Tuesday, December 14, 2010

We are the people with words.. - Hip Hop Lyric Critique #1, Malang

9 Desember 2010:

"maaf, Nova. HP ditaruh di tas. ini baru sampai di terminal Arjosari", itu sms dari Madiva anggota dari X-Calibour. "ok, aku jemput aja ya. ini aku baru mau berangkat".


Hujan sudah berhenti. Jalanan basah, matahari meninggalkan langit kota Malang dan lampu-lampu jalan bercermin di genangan air. Malang cukup indah menyambut semangat Madiva.


Di Soecorn sudah ada Wyna dan seperangkat soundsystem. Kursi-kursi sudah di tata di lantai paling atas, balcony yang menghadap ke Jalan Soekarno-Hatta dan pembangunan gila-gilaan di lapangan yang dulu cukup bersejarah bagi komunitas hip hop Malang dulunya. Kami suka nongkrong dan ngopi di warung Pak Ri yang punya tempe goreng paling enak se-Malang Raya menurut kami. Kami memandang jauh, tersenyum sedih karena masa itu sudah berganti.


Kabar buruknya, dua teman kami dari scene musik lain tidak jadi datang. Maka kami tidak memiliki lawan perspektif yang kami butuhkan. Tapi, tidak jadi masalah. Saya pribadi ingin melihat bagaimana kekuatan komunitas di kota Malang sekarang karena saya sudah absen kurang lebih tiga tahunan. Saya cukup terkejut melihat muka-muka lama dari delapan tahunan lalu. Diantaranya ada Da Dogers dan teman-teman Street Hip Hop, datang dengan style baju second hand seperti jaman awal kami bertemu. Wajah saya tidak bisa berhenti tersenyum. Mereka masih di sini :)


Sebetulnya ide mengadakannya forum ini adalah ketika saya menyaksikan teman rapper dari Solo yang membawakan lagu tentang "silit" atau lubang dubur. Maaf jika ini terdengar menjijikkan. Tapi saya kurang nyaman mendengar lagu ini dibawakan di tengah mall dengan penonton yang umurnya tidak bisa dibatasi. Dan cara pikir yang menyaksikan pun tidak bisa dibatasi. Bukan berarti saya tidak suka. Tapi saya lebih setuju apabila lagu tersebut dibawakan di depan gedung DPR untuk menyampaikan betapa "silit"-nya pemerintahan kita masa kini yang datang ke gedung tersebut hanya untuk pindah tidur.

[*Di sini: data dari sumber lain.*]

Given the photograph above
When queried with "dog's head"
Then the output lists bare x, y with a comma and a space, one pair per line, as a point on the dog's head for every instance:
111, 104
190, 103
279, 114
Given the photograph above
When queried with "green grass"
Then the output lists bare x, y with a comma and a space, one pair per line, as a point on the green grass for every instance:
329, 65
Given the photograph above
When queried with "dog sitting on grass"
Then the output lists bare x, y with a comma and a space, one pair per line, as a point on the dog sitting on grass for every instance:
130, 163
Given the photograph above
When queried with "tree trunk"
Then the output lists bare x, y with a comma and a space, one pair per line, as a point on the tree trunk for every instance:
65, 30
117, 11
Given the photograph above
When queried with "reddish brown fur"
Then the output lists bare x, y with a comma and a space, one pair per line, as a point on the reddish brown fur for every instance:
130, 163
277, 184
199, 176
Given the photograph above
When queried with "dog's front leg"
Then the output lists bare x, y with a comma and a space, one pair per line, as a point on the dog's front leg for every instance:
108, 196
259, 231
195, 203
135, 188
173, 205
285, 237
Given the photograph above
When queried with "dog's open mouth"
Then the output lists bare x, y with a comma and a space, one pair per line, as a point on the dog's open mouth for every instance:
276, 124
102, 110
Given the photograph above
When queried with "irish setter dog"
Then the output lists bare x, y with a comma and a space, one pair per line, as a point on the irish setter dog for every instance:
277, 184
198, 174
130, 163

Intinya adalah di mana tanggung jawab kita sebagai pelaku musik hip hop membawakan lirik kita. Sejauh mana kita menentukan "target audience". Sebisa apa kita menyamakan persepsi publik dengan apa yang kita tulis dan persembahkan ke publik.


Situasi semakin menghangat ketika salah satu teman kami, Doni Ukik, yang dulu berawal dari scene grunge dan akhirnya menemukan bahwa kita perlu menentukan identitas kita sendiri lalu menciptakan sebuah aliran musik yang dinamai ASIA-ANTIPOP, mulai angkat bicara tentang scene Hip Hop secara general. Saya sendiri mengakui bahwa pertanyaan tentang akar Hip Hop, muncul ketika Doni Ukik dan Donny Hendrawan (para anggota band Fresh Water Fish) datang

menemui saya dan Indry lalu bertanya, sebenarnya di mana "inti"nya? Benar akhirnya TwinSista menemukan bahwa Hip Hop adalah alat kami untuk menyalurkan pendapat. Dan akan seperti itu seterusnya, tanpa menutup diri pada aliran musik yang lain.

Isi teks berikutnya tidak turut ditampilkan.